Il tranquillise, ainsi, les pouvoirs factuels liés à la guerre et au pillage de la Colombie mais aussi les pays de droite de la région qui sont réunis dans le Groupe Groupe de Lima. Il emporte la gloire d'avoir remis la souveraineté nationale qu'il devrait défendre, attache le Gouvernement qui lui succèdera à ses plans et garantit que, même si Petro gagne les élections, ces organismes multilatéraux renforceront la résistance d'un système qui refuse de céder et qui a conduit la Colombie à la débâcle sociale et politique qu'elle vit.
Comme toujours, le peuple colombien sera la première victime. Mais aussi, avec ces nouvelles signatures, Santos compromet la stabilité et la paix de toute Notre Amérique.
Si l'uribisme reste au pouvoir, il impliquera tout l'Etat colombien dans ce nouvel attentat contre la région qui, sans doute, commencera à augmenter l'ingérence au Venezuela pour renverser le Gouvernement Bolivarien mais aussi renforcera probablement la menace contre le Nicaragua et tous les pays latino-américains qui se sont constitués dans des projets alternatifs à partir du sud.

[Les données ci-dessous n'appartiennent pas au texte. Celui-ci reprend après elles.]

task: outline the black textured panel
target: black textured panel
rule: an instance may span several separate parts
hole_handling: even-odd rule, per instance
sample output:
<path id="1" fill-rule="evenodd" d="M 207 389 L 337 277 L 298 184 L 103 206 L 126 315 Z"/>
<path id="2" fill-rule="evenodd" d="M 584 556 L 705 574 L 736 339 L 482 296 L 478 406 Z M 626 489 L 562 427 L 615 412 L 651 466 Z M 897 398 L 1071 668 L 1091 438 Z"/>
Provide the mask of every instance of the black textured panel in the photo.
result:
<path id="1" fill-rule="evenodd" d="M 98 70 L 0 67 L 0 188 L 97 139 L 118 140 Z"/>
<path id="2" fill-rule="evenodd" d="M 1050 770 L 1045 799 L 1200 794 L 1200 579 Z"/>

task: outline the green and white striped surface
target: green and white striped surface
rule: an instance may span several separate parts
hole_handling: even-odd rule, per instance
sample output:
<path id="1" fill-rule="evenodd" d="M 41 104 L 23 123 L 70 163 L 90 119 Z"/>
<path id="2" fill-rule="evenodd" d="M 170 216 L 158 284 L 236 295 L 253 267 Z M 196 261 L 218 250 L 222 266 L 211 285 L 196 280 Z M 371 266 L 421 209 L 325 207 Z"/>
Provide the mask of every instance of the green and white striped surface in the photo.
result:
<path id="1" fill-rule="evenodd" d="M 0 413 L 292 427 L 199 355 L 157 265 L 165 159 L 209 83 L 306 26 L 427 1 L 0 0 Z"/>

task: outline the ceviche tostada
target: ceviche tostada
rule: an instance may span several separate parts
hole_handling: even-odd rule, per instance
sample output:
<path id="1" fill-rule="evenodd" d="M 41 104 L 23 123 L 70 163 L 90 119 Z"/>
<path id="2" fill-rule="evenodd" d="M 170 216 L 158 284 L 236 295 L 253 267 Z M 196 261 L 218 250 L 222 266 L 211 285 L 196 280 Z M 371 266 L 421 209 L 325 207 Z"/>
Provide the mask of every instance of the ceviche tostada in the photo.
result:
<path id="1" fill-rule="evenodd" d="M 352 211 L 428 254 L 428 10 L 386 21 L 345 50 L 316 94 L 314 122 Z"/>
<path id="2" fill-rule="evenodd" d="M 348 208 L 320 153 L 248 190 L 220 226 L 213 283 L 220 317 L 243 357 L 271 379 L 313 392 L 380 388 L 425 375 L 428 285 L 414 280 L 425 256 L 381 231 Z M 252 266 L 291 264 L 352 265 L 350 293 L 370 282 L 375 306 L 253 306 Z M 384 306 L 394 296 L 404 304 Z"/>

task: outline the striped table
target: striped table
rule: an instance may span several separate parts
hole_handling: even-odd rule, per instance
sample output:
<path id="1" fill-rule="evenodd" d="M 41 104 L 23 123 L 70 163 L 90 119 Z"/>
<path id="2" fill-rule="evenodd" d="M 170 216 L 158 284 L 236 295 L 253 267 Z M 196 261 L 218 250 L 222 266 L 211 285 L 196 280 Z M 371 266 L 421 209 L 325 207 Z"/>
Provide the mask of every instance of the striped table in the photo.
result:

Un Gouvernement de Petro, par contre, pourrait représenter une faille à l'intérieur de l'Etat colombien concernant ce projet. Des personnalités importantes du monde intellectuel ont fait des déclarations très importantes concernant les élections en Colombie. Du progressisme mondial à la gauche, elles ont décidé de serrer les rangs autour de Petro. Des intellectuels comme Slavoj Zizek et Antonio Negri lui ont exprime leur soutien publiquement, ainsi qu' Atilio Borón. Le Sud-africain John Maxwell Coetzee, Prix Nobel de Littérature, l'a fait aussi alors que Vargas Llosa, de droite, a assuré Iván Duque de son soutien.
Le système politique colombien a été blindé pendant des décennies, fermant la voie de la démocratie à toute forme de dissidence ou de rébellion mais si, surmontant la machinerie de l'uribisme, la guerre médiatique et le piège du système électoral, cette génération qui a récupéré sa volonté de pouvoir amène Gustavo Petro à la présidence du pays, son principal défi sera de gouverner avec un Congrès majoritairement d'opposition et contre les pouvoirs factuels du pays et transnationaux qui dominent la Colombie.
Dans cet effort titanesque, il devra avoir le concours de toutes les forces populaires pour gouverner. IL se trouvera face à plusieurs carrefours pour choisir ses alliances à l'intérieur du pays mais aussi ses alliances internationales. Les mêmes forces qui se joignent aujourd'hui à la campagne dans le pays et à l'étranger devront continuer à faire pression pour qu'il prenne les bonnes décisions qui conduisent à la construction de la paix et à la récupération de la souveraineté perdue.
Une partie importante du destin immédiat de l'Amérique se définit cette semaine dans les élections présidentielles de Colombie. Une victoire d'Iván Duque constituerait un retour de la Colombie aux faux positifs et aux invasions internationales pour lesquelles, selon Álvaro Uribe, « il a manqué de temps. » Il faudra être confiants dans le fait que cette génération qui a repris sa volonté de pouvoir, vienne voter contre Duque dimanche prochain et défende son vote. Mais surtout, qu'elle conserve sa capacité de lutte pour les batailles qui vont venir en Colombie, avec Petro ou sans lui.